Ella Fitzgerald singles chronology
| "Can't Buy Me Love" (1965) | "Ringo Beat" (1965) | "Get Ready" (1969) |

= Ringo Beat =

"Ringo Beat" is a 1965 novelty single written and recorded by American singer/songwriter Ella Fitzgerald. It was inspired by the popularity of Ringo Starr, the drummer of The Beatles. Fitzgerald had described the rock drumming style of her 16-year-old son, Ray Brown, Jr. as the "Ringo beat...cause that's where it all started". The guitarist Barney Kessel also appears on the song.

The Billboard magazine review from December 12, 1964, commented that "Swinging' Fitzgerald takes off on that all too famous beat. Great opportunity for the WNEW's to recognize The Beatles". Fitzgerald had complained in a November 1965 interview for Downbeat magazine that disc jockeys were refusing to play the song. It was released on CD as part of the 2003 album Jukebox Ella, a compilation of Fitzgerald's singles recorded for Verve Records.
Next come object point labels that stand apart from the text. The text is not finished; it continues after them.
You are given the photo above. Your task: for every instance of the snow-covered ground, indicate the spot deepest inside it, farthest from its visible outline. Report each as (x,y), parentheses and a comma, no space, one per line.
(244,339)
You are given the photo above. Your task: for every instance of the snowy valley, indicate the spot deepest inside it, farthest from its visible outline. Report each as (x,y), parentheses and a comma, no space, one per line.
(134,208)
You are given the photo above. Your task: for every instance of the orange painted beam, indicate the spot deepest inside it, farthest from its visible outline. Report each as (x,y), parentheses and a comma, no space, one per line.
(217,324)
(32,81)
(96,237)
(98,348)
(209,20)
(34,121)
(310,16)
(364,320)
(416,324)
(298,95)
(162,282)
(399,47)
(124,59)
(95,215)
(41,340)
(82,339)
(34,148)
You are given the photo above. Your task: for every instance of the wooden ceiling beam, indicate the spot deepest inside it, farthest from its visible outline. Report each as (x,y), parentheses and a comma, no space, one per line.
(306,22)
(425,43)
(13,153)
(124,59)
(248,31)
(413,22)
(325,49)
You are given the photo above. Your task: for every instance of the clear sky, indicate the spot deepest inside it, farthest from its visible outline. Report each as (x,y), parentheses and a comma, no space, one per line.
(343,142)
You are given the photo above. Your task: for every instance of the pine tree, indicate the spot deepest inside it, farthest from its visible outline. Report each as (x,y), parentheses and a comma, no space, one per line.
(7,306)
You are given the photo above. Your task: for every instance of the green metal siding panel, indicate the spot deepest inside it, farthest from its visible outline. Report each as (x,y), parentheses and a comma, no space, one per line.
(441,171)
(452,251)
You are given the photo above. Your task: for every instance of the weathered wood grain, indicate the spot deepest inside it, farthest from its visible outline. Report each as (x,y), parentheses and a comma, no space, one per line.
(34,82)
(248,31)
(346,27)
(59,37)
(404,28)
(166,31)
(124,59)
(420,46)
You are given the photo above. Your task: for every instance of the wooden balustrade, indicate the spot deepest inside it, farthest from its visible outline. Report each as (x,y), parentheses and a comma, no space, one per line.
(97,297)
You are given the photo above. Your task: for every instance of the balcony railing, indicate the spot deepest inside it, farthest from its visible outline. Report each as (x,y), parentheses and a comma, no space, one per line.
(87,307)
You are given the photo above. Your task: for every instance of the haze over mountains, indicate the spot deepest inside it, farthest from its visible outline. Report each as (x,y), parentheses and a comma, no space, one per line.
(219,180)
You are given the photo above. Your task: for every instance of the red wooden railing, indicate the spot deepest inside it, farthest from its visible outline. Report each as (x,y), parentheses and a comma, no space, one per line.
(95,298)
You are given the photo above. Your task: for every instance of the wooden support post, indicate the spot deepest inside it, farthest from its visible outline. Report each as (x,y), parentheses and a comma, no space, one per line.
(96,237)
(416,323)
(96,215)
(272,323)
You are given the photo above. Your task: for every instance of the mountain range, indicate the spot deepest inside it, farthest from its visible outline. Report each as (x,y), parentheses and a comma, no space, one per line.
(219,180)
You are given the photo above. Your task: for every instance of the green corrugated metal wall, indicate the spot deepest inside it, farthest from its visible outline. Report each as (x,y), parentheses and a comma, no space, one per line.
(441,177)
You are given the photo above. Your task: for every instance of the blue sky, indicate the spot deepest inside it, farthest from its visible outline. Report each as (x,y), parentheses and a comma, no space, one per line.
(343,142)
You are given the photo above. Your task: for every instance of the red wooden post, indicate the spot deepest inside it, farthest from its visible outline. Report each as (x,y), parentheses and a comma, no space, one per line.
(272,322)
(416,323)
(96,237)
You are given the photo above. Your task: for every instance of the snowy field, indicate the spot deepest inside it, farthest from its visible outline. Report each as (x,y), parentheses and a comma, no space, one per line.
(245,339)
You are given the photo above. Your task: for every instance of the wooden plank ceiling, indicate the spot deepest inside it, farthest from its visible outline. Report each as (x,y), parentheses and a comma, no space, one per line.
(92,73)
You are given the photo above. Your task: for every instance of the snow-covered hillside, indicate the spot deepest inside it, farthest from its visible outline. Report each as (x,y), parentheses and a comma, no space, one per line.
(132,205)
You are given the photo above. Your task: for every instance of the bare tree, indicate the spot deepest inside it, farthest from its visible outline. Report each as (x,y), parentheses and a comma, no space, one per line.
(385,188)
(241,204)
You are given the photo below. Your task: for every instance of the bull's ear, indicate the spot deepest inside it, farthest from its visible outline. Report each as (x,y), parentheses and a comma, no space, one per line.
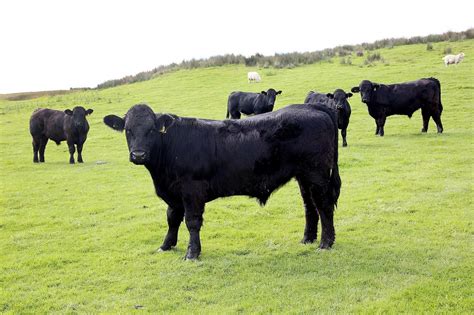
(164,122)
(114,122)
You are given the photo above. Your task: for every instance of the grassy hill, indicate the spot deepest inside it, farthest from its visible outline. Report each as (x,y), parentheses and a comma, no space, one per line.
(82,238)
Reviewing Jukebox Ella for Allmusic, John Bush described "Ringo Beat" as the only one of Fitzgerald's Verve singles to acknowledge rock and roll and felt that it was "mostly unembarrassed". In his biography of Fitzgerald, Stuart Nicholson described the song as "awful" and placed in the context of Fitzgerald's constant search for an elusive hit record.